UPDATE S. 510: Montana Senator Jon Tester strikes a deal

This is an update from Open Congress on where we’re at with S. 510 the Food Safety Modernization Act.  Yesterday Democratic Senator Jon Tester from Montana struck a deal with Senate leadership to have his amendment protecting small and local food companies rolled into the bill via the manager’s amendment.

When we have Senators being forced to strike deals to protect certain sectors of the free market this should tell you how destructive this bill truly is.  This deal might be the one that pushes it over the top and once again expands government authority over a sector of our economy that they feel needs more regulation and oversight.

 Below is a summary amendment that has been proposed by Senator Tester.

Senator Jon Tester (D-MT) has sponsored an amendment to the food safety bill (S. 510) to further protect small, local food processors and producers.

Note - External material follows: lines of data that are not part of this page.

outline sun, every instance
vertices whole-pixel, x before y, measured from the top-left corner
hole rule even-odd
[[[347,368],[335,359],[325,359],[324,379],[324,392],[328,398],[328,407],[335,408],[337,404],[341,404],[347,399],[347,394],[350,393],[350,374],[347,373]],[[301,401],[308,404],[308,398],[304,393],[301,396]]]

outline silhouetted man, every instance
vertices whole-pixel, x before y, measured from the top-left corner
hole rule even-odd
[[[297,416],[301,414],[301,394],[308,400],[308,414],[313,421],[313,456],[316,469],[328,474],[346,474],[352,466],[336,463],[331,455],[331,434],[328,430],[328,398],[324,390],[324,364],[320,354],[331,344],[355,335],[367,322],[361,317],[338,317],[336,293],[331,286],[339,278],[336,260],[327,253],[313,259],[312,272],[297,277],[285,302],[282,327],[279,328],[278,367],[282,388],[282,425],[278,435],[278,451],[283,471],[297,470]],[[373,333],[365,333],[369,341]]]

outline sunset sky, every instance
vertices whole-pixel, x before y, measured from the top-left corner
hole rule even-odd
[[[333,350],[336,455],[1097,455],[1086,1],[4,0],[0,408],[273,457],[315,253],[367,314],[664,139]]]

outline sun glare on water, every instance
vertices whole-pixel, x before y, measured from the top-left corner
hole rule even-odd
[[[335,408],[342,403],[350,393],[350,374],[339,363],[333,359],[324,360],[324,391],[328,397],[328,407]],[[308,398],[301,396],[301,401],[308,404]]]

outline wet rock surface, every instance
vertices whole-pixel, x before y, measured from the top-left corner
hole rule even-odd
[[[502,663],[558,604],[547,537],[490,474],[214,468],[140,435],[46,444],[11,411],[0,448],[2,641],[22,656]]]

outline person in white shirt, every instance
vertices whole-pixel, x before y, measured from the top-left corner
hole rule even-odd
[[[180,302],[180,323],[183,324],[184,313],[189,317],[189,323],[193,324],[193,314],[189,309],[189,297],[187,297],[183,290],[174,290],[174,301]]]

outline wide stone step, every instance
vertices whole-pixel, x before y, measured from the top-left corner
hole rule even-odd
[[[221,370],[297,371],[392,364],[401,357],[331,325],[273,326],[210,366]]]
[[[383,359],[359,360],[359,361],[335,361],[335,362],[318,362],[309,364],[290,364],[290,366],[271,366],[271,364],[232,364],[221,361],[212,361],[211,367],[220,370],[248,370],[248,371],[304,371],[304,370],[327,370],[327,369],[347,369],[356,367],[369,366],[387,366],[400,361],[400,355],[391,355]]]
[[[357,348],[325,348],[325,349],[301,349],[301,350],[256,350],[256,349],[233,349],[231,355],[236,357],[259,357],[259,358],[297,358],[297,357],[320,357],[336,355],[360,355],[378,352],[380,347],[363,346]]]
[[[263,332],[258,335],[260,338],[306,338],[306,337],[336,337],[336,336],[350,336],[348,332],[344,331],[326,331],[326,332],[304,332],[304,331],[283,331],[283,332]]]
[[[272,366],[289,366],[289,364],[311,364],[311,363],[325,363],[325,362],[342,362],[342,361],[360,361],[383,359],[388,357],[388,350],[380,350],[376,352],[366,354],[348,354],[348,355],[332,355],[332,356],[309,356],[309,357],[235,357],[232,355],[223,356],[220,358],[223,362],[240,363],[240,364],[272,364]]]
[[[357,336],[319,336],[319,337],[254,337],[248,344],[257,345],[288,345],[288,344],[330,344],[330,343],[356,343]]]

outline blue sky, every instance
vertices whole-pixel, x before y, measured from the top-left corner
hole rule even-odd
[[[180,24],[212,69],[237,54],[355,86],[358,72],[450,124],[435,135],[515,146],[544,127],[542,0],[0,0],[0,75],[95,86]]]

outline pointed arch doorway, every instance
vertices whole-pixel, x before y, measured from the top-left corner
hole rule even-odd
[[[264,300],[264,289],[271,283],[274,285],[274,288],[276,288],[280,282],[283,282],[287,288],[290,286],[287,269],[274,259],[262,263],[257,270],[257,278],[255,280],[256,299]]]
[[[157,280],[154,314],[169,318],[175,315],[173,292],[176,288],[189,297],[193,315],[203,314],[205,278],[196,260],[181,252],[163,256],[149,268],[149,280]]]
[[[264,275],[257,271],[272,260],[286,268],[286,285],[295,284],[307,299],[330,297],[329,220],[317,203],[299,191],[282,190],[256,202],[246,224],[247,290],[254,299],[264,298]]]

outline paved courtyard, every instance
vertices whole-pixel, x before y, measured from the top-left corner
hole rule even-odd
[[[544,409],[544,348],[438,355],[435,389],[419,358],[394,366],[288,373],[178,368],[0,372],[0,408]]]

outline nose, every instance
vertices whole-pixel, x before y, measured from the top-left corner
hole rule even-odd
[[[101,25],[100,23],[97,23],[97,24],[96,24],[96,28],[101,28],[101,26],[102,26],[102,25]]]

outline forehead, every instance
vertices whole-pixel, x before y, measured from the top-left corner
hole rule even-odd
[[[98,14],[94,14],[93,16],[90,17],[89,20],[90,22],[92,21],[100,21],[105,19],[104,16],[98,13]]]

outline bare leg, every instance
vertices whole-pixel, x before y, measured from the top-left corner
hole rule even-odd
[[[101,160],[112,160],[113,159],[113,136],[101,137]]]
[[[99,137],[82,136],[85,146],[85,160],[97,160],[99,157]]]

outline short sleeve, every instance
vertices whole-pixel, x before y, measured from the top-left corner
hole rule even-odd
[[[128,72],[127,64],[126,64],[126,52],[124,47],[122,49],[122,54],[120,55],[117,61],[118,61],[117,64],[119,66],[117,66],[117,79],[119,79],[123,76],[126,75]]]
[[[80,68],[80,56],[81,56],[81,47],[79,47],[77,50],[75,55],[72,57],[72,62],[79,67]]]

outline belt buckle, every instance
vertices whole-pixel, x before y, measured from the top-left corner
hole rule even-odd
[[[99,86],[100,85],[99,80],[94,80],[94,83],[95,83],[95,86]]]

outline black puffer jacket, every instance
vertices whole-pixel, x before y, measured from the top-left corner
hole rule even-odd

Retail Food Establishments:

In the 2002 Bioterrorism Act, Congress required that all facilities that manufacture, process, pack, or hold food must register with FDA, but it exempted from that requirement “retail food establishments.” FDA defined the term at 21 CFR 1.227(b)(11). For purposes of the definition, the Tester amendment would require FDA to clarify that “direct sales” of food to consumers includes sales that occur other than where the food was manufactured, such as at a roadside stand or farmers’ market.

Qualified Exemptions:

-Facilities:

(1) Food facilities would qualify for an exemption from the preventive control/HACCP provisions in section 103 of S. 510 under certain conditions:

they are either a “very small business” as defined by FDA in rulemaking; or

the average annual monetary value of all food sold by the facility during the previous 3 year period was less than $500,000, but only so long as the majority of the food sold by that facility was sold directly to consumers, restaurants, or grocery stores (as opposed to 3rd party food brokers) and were in the same state where the facility sold the food or within 275 miles of the facility.

(2) Facilities that qualify would be exempt from the preventive control/HACCP provisions in S. 510, but would still have to comply with one of the following:

They would have to demonstrate that they have identified potential hazards and are implementing preventive controls to address the hazards, or

they would have to demonstrate to FDA that they are in compliance with state or local food safety laws.

(3) Disclosure: Any food sold by a facility that opts for compliance option (2), above, would have to prominently and conspicuously provide the name and address of the facility that produced it on a food packaging label, or at the point of purchase, as appropriate.

(4) Study: FDA would have to conduct a study of the food processing sector to help inform the definition of what it means to be a “very small” facility for purposes of the exemption above.

-Farms:

(1) Farms would qualify for an exemption from the produce safety standards in section 105 of S. 510 if, during the previous 3 year period, the average monetary value of the food they sold was less than $500,000, but only so long as the majority of sales were to consumers, restaurants, or grocery stores (as opposed to 3rd party food brokers) and were in the same state where the farm harvested or produced the food or within 275 miles of the farm.

(1) Any food sold under the exemption would have to have the same disclosure set forth above.

-Limitation:

(1) In the event of an active investigation of a foodborne illness outbreak that is directly linked to a facility or farm exempted under this section, or if the Secretary determines that it is necessary to protect the public health and prevent or mitigate a foodborne illness outbreak based on conduct or conditions associated with a facility or farm that are material to the safety of food, the Secretary may withdraw the exemption provided to such facility under this section. No activities under this limitation expand existing FDA authorities to inspect farms.

You can read the entire article here>>

Does this do enough to protect small family farms or is it a Jedi mind trick to sway senators on the fence and appease the public to push the bill through?  In my opinion when individual liberties are at stake one must drill down a bit deeper than these mind numbing surface questions.  We must be willing to see this bill for what it truly is.  I contend there much more at stake than family farms and home grown gardens.  What’s at stake here are liberties and individual freedoms and we all have a responsibility to understand the issues. Think about it, whenever the government grants itself expansive powers and authority it’s always about individual liberties and freedom and when we put it in this context we must view this unconstitutional infringement by the federal government over our food industry as an attack on both.  I believe this bill goes too far and I cannot find the constitutional authority for the government to exercise this kind of central control over our food industry.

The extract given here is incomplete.